Each of the ionized forms of neutral lipids have their own unique behavior when collisionally activated in the MS/MS experiment of a tandem mass spectrometer (6). Highly efficient decomposition reactions are observed for the ammonium attachment ions of lipid esters, while the sodiated adducts are very difficult to decompose unless higher collision energies are employed (7). Tandem mass spectrometry is engaged when molecular species identification of neutral lipids is desired either in combination with liquid chromatography or in direct analysis without prior separation of closely related lipids. Quantitation of neutral lipids can be another important outcome of a lipidomics experiment and has additional challenges as discussed below.

Tandem Mass Spectrometry of Neutral Lipids (Qualitative Analysis)

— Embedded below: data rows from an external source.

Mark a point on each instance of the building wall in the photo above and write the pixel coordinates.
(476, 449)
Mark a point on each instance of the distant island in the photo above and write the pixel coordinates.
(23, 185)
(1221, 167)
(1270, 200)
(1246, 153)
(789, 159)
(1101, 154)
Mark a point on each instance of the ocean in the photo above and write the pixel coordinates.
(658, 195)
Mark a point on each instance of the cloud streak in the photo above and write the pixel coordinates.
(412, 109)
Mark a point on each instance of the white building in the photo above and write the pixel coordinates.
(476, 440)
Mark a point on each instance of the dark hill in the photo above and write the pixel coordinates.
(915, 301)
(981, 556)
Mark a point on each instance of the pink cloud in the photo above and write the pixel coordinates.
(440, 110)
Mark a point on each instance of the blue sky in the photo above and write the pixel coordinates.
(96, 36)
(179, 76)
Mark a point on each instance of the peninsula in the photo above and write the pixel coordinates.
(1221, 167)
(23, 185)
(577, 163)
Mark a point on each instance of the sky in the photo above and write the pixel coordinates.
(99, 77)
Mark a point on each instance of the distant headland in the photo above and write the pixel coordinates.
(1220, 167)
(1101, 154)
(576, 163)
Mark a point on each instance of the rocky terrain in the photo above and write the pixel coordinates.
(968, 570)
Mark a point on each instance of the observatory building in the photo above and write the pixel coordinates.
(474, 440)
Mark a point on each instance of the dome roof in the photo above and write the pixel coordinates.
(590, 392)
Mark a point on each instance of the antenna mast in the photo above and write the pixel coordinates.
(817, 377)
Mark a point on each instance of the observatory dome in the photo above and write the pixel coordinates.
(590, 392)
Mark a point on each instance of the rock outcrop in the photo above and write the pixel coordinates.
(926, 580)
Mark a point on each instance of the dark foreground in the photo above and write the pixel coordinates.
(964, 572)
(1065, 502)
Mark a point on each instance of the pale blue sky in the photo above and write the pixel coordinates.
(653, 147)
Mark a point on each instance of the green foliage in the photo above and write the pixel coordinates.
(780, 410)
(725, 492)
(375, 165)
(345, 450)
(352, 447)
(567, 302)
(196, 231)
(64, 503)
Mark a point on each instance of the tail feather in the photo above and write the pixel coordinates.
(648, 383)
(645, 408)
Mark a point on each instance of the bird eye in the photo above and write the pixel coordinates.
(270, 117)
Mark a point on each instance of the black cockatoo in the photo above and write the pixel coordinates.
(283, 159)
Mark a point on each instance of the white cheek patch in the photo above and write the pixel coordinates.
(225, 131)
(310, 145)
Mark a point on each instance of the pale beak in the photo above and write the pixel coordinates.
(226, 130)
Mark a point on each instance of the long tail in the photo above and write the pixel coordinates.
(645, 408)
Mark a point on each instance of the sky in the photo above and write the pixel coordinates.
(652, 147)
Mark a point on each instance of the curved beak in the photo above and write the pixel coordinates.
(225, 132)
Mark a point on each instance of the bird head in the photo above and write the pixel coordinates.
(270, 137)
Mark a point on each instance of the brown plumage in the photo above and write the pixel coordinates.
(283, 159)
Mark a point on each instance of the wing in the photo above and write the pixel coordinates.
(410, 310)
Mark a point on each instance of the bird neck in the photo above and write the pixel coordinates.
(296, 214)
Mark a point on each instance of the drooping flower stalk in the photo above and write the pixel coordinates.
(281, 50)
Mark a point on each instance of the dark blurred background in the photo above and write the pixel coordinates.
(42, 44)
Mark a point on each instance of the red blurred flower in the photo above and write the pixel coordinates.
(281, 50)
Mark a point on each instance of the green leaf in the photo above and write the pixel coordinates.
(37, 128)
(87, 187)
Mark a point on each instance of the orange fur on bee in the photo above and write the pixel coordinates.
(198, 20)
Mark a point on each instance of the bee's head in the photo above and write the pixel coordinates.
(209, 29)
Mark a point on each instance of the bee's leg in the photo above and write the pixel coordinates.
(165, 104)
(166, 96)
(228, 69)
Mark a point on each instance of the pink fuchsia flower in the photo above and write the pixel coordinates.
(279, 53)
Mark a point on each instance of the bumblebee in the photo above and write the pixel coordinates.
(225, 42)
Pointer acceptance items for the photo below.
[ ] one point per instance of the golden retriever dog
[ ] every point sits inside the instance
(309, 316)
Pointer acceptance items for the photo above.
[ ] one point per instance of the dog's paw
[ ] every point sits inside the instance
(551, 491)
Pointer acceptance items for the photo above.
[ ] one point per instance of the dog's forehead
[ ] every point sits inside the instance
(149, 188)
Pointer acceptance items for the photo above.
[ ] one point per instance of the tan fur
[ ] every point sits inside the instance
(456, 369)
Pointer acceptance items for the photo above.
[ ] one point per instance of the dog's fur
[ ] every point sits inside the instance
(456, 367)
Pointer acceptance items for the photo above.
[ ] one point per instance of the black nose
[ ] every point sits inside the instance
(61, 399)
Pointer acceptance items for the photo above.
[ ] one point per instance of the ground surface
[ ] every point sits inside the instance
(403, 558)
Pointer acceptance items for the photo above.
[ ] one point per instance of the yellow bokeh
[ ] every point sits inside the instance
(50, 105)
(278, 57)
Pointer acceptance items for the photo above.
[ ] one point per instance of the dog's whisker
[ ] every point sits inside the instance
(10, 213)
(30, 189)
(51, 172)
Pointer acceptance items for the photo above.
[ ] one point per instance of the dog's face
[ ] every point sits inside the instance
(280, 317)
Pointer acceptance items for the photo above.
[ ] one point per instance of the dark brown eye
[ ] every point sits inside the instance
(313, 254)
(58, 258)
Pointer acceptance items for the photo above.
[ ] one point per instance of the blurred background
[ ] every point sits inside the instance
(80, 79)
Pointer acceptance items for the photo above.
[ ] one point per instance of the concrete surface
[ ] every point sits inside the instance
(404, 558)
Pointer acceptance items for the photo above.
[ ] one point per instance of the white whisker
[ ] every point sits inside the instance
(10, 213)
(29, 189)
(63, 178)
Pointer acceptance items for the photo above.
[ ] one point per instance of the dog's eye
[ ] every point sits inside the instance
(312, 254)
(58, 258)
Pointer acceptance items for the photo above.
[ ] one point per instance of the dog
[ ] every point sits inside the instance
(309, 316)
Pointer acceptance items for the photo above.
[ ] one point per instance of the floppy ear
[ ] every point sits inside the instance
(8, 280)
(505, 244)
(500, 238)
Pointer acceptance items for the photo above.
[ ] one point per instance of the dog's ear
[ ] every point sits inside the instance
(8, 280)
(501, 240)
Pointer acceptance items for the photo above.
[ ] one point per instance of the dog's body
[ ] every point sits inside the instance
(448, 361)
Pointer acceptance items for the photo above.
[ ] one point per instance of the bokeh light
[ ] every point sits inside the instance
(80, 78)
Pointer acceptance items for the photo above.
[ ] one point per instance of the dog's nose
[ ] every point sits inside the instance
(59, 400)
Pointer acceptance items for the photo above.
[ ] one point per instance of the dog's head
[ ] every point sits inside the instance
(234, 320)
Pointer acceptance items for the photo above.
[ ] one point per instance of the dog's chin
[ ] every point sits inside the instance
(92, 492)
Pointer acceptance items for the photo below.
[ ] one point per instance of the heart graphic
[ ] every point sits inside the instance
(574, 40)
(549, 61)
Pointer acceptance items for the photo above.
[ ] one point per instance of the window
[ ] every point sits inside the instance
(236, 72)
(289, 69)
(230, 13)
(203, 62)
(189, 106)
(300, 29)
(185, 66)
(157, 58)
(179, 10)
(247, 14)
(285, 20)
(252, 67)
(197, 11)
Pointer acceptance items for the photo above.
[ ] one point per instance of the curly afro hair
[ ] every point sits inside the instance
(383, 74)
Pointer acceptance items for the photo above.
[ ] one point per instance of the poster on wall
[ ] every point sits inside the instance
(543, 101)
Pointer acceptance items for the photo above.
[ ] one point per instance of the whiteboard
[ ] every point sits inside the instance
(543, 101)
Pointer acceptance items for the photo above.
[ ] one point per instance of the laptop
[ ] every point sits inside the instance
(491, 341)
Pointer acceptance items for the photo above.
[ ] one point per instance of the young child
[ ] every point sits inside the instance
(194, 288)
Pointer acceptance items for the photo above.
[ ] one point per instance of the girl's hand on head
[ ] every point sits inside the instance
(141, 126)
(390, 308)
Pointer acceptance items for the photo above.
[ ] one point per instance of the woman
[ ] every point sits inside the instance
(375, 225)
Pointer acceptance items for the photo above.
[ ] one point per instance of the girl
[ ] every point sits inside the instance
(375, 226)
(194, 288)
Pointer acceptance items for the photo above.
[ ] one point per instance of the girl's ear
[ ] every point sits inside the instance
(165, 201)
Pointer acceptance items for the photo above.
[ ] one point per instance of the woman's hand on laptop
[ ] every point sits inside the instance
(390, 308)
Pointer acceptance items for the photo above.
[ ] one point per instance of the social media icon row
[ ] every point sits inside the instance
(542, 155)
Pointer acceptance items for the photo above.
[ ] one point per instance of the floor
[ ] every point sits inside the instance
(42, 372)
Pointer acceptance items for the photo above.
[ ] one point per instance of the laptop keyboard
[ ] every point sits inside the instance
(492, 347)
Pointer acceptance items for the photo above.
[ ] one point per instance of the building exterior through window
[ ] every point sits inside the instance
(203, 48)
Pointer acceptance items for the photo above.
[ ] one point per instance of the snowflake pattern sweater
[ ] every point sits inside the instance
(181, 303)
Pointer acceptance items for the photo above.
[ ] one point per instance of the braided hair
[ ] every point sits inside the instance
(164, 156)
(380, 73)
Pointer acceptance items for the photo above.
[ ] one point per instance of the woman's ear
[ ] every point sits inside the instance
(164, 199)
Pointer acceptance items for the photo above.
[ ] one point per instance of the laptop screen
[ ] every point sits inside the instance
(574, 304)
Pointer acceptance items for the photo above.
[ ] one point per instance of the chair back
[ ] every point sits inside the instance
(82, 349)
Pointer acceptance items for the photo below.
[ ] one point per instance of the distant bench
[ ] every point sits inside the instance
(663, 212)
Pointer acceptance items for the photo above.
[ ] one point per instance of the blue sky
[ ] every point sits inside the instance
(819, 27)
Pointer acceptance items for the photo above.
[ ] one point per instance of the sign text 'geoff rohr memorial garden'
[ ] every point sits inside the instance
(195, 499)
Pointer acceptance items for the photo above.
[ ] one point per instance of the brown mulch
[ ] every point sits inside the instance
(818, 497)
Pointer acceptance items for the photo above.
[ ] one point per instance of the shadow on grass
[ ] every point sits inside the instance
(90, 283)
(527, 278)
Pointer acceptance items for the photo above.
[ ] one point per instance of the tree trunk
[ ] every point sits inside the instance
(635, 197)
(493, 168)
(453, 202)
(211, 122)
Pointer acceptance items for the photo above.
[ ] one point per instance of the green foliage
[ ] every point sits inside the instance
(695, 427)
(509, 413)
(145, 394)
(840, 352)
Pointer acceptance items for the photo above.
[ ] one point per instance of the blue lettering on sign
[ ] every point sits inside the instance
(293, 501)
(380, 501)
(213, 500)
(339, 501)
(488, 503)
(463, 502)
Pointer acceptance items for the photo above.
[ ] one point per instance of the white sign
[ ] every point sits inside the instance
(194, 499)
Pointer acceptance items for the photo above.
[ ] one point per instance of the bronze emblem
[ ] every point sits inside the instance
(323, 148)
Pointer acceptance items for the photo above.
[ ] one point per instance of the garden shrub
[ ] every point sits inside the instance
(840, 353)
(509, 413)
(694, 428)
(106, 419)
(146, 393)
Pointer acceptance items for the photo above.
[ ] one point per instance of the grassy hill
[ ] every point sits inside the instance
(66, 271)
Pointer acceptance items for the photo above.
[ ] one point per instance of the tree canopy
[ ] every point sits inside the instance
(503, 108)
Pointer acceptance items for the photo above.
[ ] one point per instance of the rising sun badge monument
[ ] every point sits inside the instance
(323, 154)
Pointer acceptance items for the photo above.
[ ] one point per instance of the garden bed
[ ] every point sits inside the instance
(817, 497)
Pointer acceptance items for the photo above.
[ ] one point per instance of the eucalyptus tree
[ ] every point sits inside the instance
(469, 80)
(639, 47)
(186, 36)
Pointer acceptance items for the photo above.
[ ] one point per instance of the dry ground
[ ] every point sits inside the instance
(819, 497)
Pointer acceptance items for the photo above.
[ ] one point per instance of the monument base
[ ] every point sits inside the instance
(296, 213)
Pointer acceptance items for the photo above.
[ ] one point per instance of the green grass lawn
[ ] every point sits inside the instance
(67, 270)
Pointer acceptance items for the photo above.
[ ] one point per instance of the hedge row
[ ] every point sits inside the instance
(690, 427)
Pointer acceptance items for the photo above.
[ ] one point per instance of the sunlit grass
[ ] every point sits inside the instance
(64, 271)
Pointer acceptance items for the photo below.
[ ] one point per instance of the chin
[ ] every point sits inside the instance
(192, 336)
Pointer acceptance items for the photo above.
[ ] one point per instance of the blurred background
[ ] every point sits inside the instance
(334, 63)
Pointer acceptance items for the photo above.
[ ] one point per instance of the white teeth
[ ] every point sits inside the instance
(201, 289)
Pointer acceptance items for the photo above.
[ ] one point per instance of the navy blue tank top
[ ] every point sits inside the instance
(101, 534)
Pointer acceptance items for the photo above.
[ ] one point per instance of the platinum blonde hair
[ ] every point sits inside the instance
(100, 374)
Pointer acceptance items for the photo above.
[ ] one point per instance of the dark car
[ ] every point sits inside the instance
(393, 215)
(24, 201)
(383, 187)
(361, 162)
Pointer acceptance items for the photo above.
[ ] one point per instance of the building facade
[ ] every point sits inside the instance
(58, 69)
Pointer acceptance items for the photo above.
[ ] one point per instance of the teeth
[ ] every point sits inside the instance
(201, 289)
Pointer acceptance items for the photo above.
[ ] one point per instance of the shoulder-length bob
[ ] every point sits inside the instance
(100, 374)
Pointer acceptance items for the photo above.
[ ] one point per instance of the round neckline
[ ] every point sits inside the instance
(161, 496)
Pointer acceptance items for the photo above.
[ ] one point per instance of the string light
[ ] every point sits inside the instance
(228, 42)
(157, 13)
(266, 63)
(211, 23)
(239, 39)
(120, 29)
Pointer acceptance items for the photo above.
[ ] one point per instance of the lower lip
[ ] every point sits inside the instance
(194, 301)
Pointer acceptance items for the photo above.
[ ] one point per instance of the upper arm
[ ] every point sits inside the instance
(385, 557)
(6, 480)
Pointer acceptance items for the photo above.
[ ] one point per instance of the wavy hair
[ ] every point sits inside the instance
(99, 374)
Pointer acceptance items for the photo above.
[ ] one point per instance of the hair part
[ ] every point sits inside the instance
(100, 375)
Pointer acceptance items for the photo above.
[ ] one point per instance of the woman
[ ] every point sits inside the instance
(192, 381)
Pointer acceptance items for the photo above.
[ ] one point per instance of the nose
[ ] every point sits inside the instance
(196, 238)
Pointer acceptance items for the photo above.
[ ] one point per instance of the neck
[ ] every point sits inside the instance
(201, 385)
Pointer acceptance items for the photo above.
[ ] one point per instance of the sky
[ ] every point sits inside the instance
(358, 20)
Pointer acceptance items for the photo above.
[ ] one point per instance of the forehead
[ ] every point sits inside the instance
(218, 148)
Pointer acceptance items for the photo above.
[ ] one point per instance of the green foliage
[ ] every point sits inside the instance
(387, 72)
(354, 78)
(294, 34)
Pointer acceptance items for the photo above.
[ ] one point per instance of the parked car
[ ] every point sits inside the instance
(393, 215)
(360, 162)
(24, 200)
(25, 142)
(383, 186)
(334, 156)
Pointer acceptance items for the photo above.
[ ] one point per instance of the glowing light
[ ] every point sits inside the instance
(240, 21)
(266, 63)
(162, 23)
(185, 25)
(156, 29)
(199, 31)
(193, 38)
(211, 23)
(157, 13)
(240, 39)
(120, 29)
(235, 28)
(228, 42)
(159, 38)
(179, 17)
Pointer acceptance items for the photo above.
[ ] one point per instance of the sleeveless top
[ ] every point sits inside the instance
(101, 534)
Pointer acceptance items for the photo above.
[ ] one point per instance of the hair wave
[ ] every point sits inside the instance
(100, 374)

Tandem mass spectrometry of an ammonium adduct of neutral lipids undergo rather facile decomposition reactions driven by the loss of two neutral species. One species is free ammonia (NH3) and the other neutral product being a free carboxylic acid, both derived from a concerted decomposition reaction (Scheme 1). While not implying actual sequence of these proposed reactions, this can be readily illustrated for cholesteryl esters by the formation of the abundant product ion corresponding to the cholesteryl cation. We have proposed that this further involves a 1,3 sigmatropic proton shift that results in a stabilization of the charge by an allylic double bond (8). In the case of the glyceryl lipids, a nascent carbocation site can be stabilized by proton rearrangement facilitated by one of the non-bonded electrons from an ester carbonyl oxygen atom present (triacylglycerols, diacylglycerols, or monoacylglycerols) to form a double bond and charge site relocation to yield an oxonium ion. In the case of cholesteryl esters, a common fragment ion, namely them m/z 369.352 is formed for all molecular species (Figure 1A), but in the case of glyceryl lipids a family of product ions are formed, each corresponding to the loss of one of the fatty acyl esters as a neutral fatty acid and free ammonia. The example of a mixed triacylglycerol yields three abundant product ions (Figure 1B) which we call “diglyceridelike” ions. Thus the information obtained from tandem mass spectrometry is identification of a fatty acid ester by neutral loss of the corresponding carboxylic acid plus ammonia. By mass difference one can identify each ester moiety covalently attached to cholesterol or a glyceryl backbone (8). The study of alkali metal adducts (Na+, K+ or Li+) have also been reported but the tandem mass spectrometry of these cations is not as simple as the [M + NH4]+ tandem mass spectrometry (7,9).

Scheme 1.

Scheme 1.

Collision induced ion chemistry responsible for the formation of abundant fragment ions from [M+NH4]+ of cholesteryl esters and triglycerides.

Figure 1:

Figure 1:

(A) Collisional activation and tandem mass spectrometry of cholesteryl linoleate CE(18:2) [M+NH4]+ at m/z 666. The major product ion corresponds to the cholesteryl cation at m/z 369. (B) Collisional activation and tandem mass spectrometry of the mixed triacylglycerol TG(16:0_18:2_18:1) [M+NH4]+ at m/z 874.8. The diglyceride-like product ions at m/z 575,577, and 601 reveal the loss of each fatty acyl group as a free carboxylic acid plus neutral ammonia (NH3).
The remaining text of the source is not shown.